China’s stock and property markets are top subjects these days. Let’s try to look somewhat deeper into some of their drivers and components.
First I want to make it clear that, in my opinion, the Chinese stock and property markets are overvalued between 50 percent and 100 percent. They could adjust in the foreseeable future around Oct. 1, which is the 60th anniversary of the founding of the People's Republic of China.
Turning points in China are often related to the political calendar. Actually, private investors are again holding to their popular belief that the government won’t let the market drop before that anniversary.
Last time we saw this kind of belief was in October 2007 on the occasion of the 17th Party Congress. Since then we’ve learned the market didn’t take into account that congress date and simply rolled over.
No doubt, in China we have a situation where prices are supported by appreciation expectations. Because of that mindset, more money is sucked in because surging prices supposedly validate these expectations. That, in turn, prompts more people to join the frenzy.
Of course, all these kind of frenzies always end when markets can no longer convince people to come on board. Then we see the collapse of something that has some, if not most, of the ingredients of a Ponzi-scheme.
For now, liquidity in China isn’t a problem. The actual loan-to-deposit ratio stands at 66 percent which is practically unchanged from the 65 percent in December 2008, notwithstanding the fact that loans in China grew by $1.08 trillion during the first half of 2009.
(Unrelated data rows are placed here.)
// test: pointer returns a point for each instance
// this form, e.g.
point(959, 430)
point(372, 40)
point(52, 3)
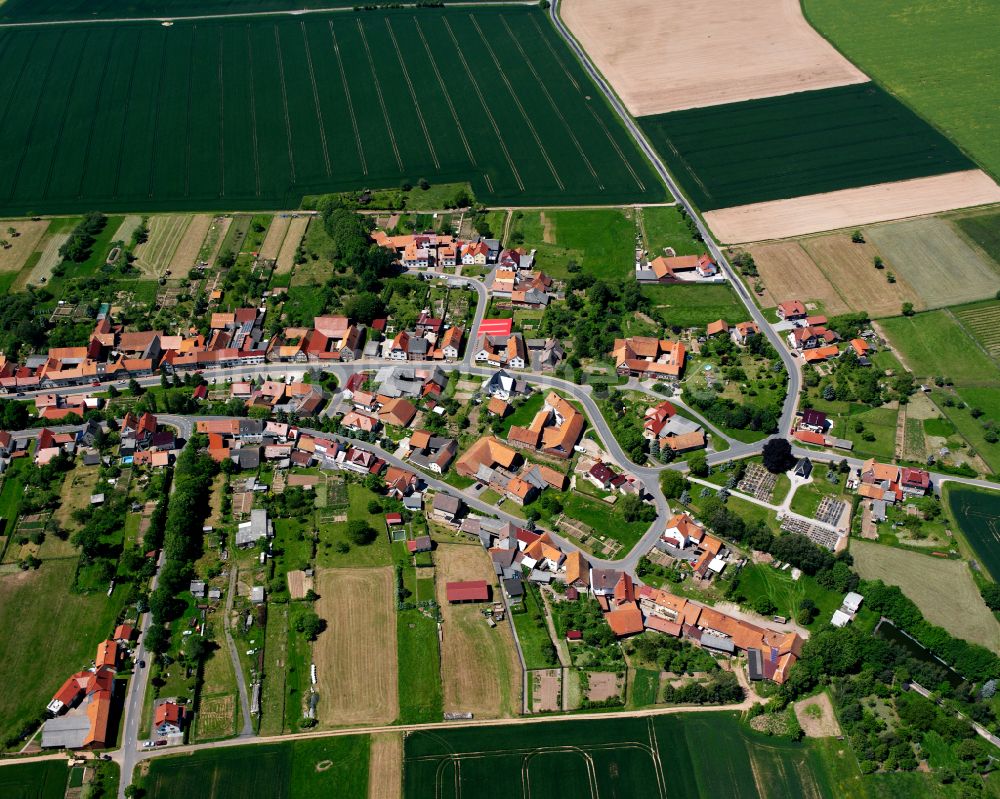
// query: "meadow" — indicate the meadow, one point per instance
point(30, 624)
point(977, 514)
point(46, 780)
point(259, 112)
point(798, 144)
point(310, 769)
point(671, 755)
point(907, 46)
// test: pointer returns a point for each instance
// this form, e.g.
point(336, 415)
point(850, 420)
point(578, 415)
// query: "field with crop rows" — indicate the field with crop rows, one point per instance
point(257, 113)
point(977, 513)
point(300, 769)
point(655, 757)
point(798, 144)
point(49, 10)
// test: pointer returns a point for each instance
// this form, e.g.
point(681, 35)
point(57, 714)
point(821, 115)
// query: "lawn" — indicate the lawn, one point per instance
point(840, 138)
point(45, 780)
point(37, 608)
point(670, 755)
point(330, 535)
point(311, 769)
point(906, 46)
point(787, 594)
point(943, 589)
point(692, 305)
point(533, 633)
point(665, 226)
point(258, 113)
point(599, 241)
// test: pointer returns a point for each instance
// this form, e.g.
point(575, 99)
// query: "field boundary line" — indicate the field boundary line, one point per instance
point(284, 101)
point(93, 121)
point(187, 118)
point(347, 94)
point(552, 102)
point(62, 123)
point(517, 102)
point(413, 94)
point(319, 111)
point(128, 103)
point(482, 100)
point(569, 75)
point(156, 119)
point(444, 91)
point(253, 111)
point(381, 99)
point(222, 124)
point(14, 87)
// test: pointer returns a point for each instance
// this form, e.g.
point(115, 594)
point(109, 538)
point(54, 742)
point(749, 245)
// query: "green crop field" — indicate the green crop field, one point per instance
point(52, 10)
point(798, 144)
point(258, 112)
point(908, 47)
point(933, 343)
point(46, 780)
point(311, 769)
point(977, 513)
point(672, 755)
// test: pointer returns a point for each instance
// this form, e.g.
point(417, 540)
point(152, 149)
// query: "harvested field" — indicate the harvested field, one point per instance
point(781, 219)
point(816, 716)
point(479, 667)
point(356, 656)
point(850, 267)
point(49, 260)
point(788, 273)
point(275, 236)
point(186, 254)
point(653, 53)
point(983, 321)
point(938, 262)
point(165, 233)
point(286, 256)
point(385, 769)
point(942, 589)
point(21, 245)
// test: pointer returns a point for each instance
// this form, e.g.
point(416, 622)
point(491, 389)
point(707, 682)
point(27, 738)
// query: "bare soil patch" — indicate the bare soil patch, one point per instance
point(884, 202)
point(940, 265)
point(29, 233)
point(186, 254)
point(692, 53)
point(275, 236)
point(479, 667)
point(545, 693)
point(816, 717)
point(788, 273)
point(48, 261)
point(286, 256)
point(942, 589)
point(385, 770)
point(165, 233)
point(603, 685)
point(850, 267)
point(356, 656)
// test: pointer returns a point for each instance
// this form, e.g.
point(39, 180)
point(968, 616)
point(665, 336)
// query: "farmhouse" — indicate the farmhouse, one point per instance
point(642, 356)
point(555, 430)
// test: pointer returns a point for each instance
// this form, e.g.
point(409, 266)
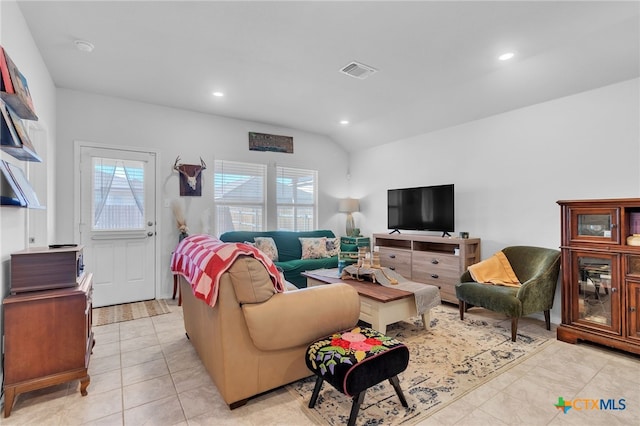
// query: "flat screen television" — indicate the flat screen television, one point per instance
point(425, 208)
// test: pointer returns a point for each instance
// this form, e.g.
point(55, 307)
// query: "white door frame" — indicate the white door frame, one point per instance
point(76, 200)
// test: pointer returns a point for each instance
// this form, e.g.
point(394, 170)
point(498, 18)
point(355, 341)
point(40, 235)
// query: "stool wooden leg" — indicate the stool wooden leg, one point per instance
point(396, 385)
point(357, 402)
point(316, 392)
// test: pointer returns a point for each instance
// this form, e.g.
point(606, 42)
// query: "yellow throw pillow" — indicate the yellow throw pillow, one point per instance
point(495, 270)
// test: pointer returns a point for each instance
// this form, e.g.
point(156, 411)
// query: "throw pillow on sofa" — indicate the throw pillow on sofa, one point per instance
point(268, 246)
point(333, 247)
point(314, 248)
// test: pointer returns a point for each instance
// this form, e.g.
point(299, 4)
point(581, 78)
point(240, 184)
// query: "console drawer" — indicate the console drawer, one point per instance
point(397, 260)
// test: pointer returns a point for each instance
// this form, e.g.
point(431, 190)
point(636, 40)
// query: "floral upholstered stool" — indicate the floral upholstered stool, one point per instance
point(352, 361)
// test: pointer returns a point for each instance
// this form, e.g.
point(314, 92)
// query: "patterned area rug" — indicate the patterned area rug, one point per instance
point(446, 362)
point(129, 311)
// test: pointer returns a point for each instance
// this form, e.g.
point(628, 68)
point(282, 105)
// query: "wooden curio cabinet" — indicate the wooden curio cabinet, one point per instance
point(601, 272)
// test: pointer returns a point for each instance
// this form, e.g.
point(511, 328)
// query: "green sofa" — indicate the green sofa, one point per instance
point(289, 251)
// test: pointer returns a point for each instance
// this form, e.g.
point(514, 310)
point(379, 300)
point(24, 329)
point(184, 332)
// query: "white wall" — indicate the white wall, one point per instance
point(510, 169)
point(172, 132)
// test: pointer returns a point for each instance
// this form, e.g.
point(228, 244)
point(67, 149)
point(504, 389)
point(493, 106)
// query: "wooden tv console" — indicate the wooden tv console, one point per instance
point(429, 259)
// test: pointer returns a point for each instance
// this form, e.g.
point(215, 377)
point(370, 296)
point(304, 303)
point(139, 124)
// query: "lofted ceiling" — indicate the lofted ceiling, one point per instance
point(279, 62)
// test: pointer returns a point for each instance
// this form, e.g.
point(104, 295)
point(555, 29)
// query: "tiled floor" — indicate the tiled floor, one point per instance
point(146, 372)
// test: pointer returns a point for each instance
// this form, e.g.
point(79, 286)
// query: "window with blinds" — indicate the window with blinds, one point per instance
point(296, 191)
point(239, 196)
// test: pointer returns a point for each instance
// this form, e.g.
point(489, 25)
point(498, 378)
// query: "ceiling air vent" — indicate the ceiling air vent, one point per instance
point(358, 70)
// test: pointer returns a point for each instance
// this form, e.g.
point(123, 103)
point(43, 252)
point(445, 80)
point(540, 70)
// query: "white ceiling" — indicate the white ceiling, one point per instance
point(278, 62)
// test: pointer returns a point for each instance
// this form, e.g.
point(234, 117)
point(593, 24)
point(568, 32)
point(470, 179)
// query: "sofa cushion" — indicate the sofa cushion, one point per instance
point(268, 246)
point(333, 246)
point(313, 248)
point(296, 318)
point(251, 281)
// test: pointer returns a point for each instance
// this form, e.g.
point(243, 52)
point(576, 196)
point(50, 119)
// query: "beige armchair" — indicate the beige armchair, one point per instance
point(254, 339)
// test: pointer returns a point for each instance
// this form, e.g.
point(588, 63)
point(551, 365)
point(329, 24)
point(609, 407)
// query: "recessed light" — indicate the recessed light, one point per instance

In clear English that means that loans have not been used in the real economy but instead have served as a leverage base for market transactions. China’s asset markets are today in a very big bubble. Simply look at their valuations.
The Chinese stock market currently trades at around 30 to 40 times price-to-earnings. Ignorant local and foreign investors are still jumping in because of an apparent rising momentum. Chinese and foreigners alike are once more, dreaming of getting rich overnight.
As in the past, this category of investors ultimately loses. The final frenzy, which is where I think we’re at, usually doesn’t last.
For property the most important valuations are the ratios of price-to-income and the rental yields. For China, the nationwide average price per square foot is close to the average price in the United States.
Now, U.S. income per capita is about seven times China’s urban per capita income. The Chinese have to pay three months of salary per square meter, probably the highest in the world.
Because of that, a lot of properties can’t be rented out at all as the average rental yield is barely sufficient for compensating property depreciation. This obliges some to argue that China’s property return is exclusively appreciation. We have learned from the past this is not true.
The property market dropped dramatically from 1995-2001. Interestingly, this was during a period of a strong dollar.
Also don’t forget that land prices are manipulated in China in order to drive up price expectations. For example, those who bid extraordinarily high prices for land are celebrated as land kings. Lately, these land kings are often state-owned enterprises financed by state-owned banks.
Of course, they cancel their purchases to local governments who auction the land.
I’m asking myself why these levels of land prices should be meaningful at all. The money simply circulates from one Chinese government pocket into another government pocket. Tomorrow’s non-performing loans, if land prices collapse, which is in the cards, are just today’s fiscal revenues. Private investors, the Chinese, and foreigners who buy or remain in this skyrocketing land market are just playing Russian roulette.
The Chinese stock and property market frenzies won’t last long and the correction could happen in the fourth quarter. If the Chinese authorities inject a second wave of money next year, we could see another frenzy wave. Watch out.